Lucius laughed. ‘He’s gentler than you.’

The boy made a guttural sound in his throat, and tore up another fistful of grass. This Cadoc sounded like a calamity, too.

‘Well,’ said the lieutenant, getting to his feet and standing tall over the boy. He reached inside his cloak and drew out a shorter, broad-bladed sword, the kind you’d use for up-close, short-term work. Then he took the sword by the blade-end, turned it round and offered the handle to the boy.

Attila looked up, his mouth agape.

‘This was taken off you, along with your freedom,’ said the lieutenant. ‘Time you had it back.’

‘It’s, it’s… ’ the boy stammered. ‘Stilicho gave it to me. Only a few nights before…’

‘I know. I knew Stilicho, too.’

‘Did you…? I mean, what did you…?’

‘Stilicho was a good man,’ said the lieutenant. ‘And I made him certain promises once.’

Their eyes met briefly. Then Attila reached out and took the precious sword. The blade was as keen as ever.

‘You’ve looked after it,’ he said.

The lieutenant said nothing. Instead he reached down and unbuckled his scabbard belt. ‘And I expect you to do the same,’ he said, handing it to the boy. ‘I don’t know why Stilicho made you this gift. He made me a gift, too.’ He smiled distantly. ‘Both lighter and heavier than yours.
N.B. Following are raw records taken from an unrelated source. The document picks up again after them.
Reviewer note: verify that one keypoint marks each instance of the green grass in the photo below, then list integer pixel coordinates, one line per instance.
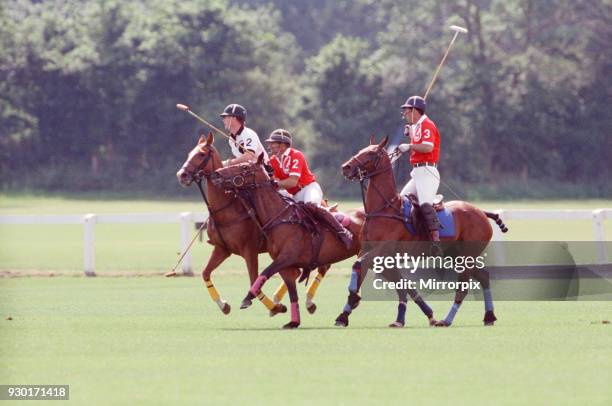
(163, 341)
(154, 248)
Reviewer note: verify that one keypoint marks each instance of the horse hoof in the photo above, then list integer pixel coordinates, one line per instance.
(246, 303)
(490, 318)
(279, 308)
(342, 320)
(291, 325)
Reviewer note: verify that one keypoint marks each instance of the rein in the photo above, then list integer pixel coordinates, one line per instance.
(366, 176)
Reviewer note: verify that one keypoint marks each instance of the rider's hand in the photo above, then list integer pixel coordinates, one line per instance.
(403, 148)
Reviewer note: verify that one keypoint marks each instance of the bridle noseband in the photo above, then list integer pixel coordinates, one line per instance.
(195, 171)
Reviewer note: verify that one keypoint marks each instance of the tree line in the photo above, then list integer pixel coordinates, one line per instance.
(88, 88)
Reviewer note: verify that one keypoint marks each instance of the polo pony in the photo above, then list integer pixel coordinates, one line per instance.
(230, 228)
(385, 222)
(296, 233)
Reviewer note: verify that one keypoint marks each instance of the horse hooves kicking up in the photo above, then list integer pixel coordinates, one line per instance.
(279, 308)
(489, 319)
(246, 303)
(342, 320)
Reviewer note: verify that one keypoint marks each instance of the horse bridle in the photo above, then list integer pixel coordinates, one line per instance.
(194, 170)
(238, 181)
(364, 176)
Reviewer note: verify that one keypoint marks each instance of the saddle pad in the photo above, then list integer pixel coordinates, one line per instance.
(447, 222)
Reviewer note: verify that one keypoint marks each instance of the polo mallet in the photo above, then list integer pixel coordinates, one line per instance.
(186, 109)
(457, 30)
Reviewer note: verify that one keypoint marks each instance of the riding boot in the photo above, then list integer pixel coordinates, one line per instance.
(433, 225)
(345, 236)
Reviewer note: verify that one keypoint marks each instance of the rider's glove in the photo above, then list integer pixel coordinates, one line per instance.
(403, 148)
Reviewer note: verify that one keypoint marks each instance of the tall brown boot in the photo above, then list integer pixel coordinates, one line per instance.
(433, 225)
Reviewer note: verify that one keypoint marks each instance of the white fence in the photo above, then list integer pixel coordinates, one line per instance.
(187, 220)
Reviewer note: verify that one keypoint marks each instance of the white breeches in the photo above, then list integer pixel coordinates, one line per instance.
(311, 193)
(424, 184)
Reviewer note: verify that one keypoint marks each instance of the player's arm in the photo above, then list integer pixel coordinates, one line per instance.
(288, 183)
(426, 142)
(245, 157)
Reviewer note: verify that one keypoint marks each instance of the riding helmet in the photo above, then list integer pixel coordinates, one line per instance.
(416, 102)
(234, 110)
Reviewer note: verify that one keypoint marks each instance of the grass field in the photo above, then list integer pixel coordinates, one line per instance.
(162, 341)
(152, 340)
(154, 248)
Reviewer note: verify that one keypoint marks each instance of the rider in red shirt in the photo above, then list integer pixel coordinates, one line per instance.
(292, 174)
(424, 150)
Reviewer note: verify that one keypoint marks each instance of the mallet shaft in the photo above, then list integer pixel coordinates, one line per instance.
(440, 65)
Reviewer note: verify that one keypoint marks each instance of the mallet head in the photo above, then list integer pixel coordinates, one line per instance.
(456, 28)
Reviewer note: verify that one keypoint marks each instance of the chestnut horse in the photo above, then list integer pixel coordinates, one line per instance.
(384, 222)
(230, 229)
(295, 241)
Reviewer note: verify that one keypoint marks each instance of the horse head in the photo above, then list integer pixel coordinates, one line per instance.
(201, 161)
(248, 175)
(367, 161)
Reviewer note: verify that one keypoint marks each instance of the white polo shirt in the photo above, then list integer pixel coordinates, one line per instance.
(247, 139)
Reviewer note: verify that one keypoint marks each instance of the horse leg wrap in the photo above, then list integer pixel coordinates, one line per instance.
(452, 312)
(261, 279)
(401, 313)
(488, 300)
(312, 289)
(295, 312)
(280, 292)
(214, 295)
(427, 311)
(266, 301)
(212, 291)
(353, 301)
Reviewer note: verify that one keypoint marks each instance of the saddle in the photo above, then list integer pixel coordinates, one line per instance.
(438, 203)
(415, 222)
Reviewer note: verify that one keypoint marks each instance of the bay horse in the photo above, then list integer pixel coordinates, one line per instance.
(230, 229)
(296, 241)
(385, 222)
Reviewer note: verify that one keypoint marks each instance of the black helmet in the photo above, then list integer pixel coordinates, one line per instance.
(416, 102)
(280, 135)
(234, 110)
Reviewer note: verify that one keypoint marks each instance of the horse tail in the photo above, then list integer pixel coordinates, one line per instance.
(495, 217)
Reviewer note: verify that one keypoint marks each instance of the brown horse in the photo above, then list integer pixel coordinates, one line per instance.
(230, 229)
(384, 222)
(296, 241)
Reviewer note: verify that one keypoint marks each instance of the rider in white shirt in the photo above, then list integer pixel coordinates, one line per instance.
(244, 142)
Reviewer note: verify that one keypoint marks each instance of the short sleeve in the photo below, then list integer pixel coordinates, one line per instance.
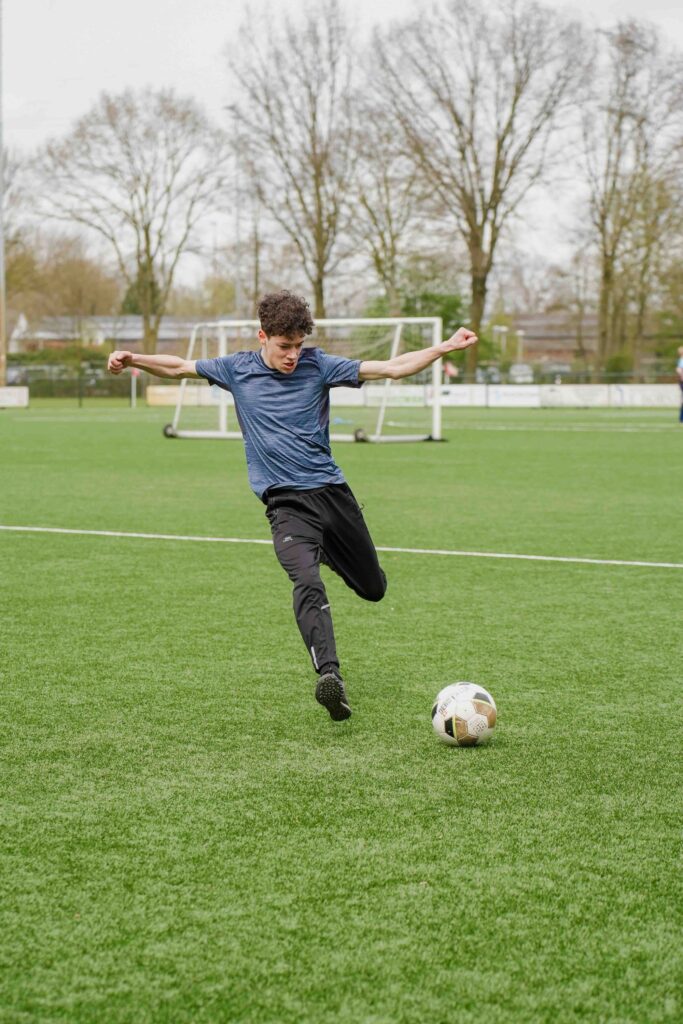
(217, 371)
(337, 371)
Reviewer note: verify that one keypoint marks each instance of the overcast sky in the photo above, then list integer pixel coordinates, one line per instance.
(60, 54)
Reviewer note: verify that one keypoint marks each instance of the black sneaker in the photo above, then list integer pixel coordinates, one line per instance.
(331, 693)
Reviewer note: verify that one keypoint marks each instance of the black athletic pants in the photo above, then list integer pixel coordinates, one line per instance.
(326, 525)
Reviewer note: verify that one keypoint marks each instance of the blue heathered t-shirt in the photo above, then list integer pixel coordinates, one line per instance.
(285, 418)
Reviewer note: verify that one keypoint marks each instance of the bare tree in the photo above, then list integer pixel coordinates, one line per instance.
(633, 143)
(387, 199)
(476, 91)
(296, 136)
(141, 170)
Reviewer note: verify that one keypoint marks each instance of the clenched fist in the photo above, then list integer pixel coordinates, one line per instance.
(461, 339)
(119, 360)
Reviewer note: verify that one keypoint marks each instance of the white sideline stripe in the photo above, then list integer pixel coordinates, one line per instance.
(401, 551)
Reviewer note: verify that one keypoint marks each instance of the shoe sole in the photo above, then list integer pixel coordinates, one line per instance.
(331, 693)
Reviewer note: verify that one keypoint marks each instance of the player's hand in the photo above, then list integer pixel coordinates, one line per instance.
(461, 339)
(119, 360)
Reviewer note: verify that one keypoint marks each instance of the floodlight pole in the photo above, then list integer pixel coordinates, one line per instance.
(3, 316)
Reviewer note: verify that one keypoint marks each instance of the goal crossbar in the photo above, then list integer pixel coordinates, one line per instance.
(221, 331)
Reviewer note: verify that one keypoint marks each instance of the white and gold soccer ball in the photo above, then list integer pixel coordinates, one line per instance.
(464, 715)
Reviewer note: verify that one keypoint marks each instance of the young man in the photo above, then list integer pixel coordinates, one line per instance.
(282, 398)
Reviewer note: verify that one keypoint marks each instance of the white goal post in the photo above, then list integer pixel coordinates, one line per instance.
(367, 414)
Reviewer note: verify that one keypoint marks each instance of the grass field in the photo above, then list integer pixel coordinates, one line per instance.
(186, 837)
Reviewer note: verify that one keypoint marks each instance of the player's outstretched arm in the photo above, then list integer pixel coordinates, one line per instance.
(159, 366)
(413, 363)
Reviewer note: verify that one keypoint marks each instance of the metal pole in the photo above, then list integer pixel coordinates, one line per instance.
(238, 226)
(3, 314)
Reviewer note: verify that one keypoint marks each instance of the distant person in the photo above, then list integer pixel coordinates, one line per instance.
(282, 397)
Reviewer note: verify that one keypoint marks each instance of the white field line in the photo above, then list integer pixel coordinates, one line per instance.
(401, 551)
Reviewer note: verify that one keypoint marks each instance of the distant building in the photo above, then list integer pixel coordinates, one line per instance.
(556, 337)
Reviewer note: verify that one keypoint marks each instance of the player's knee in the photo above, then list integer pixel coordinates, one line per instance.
(307, 580)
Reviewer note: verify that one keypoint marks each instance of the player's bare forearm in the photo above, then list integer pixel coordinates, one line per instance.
(413, 363)
(159, 366)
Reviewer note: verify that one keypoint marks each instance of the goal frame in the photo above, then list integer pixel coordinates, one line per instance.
(220, 330)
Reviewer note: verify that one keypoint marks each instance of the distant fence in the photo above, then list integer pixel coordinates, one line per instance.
(474, 395)
(57, 382)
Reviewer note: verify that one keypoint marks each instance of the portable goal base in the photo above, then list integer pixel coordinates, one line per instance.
(369, 338)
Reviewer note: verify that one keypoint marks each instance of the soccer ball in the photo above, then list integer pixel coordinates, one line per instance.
(464, 715)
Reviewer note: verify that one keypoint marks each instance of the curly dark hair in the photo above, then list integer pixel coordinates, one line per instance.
(284, 314)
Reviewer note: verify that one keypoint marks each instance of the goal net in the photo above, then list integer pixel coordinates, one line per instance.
(407, 410)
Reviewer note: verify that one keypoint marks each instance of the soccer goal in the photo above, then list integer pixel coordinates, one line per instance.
(408, 410)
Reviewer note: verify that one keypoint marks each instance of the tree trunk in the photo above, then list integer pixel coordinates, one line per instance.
(150, 334)
(318, 296)
(477, 306)
(604, 303)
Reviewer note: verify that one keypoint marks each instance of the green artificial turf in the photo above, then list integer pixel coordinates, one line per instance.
(185, 836)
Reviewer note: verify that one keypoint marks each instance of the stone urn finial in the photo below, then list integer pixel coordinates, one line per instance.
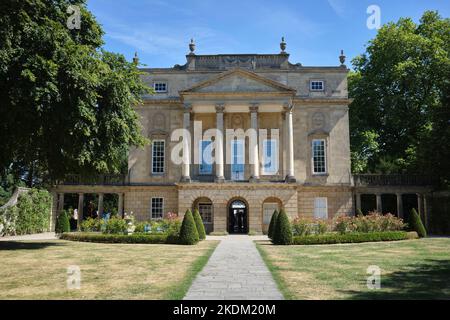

I don’t understand it, any more than you do, but it meant something to him. Which still means something to me.’

The boy struggled with the belt, until Lucius told him to turn and buckled it on for him. But it was too loose, so the lieutenant showed him how to twist the belt a couple of times to shorten it, and then it buckled good and tight. Attila slipped the sword into the scabbard, looked up and nodded.

‘It’s good,’ he said.

The lieutenant smiled. ‘Now mind how you travel,’ he said.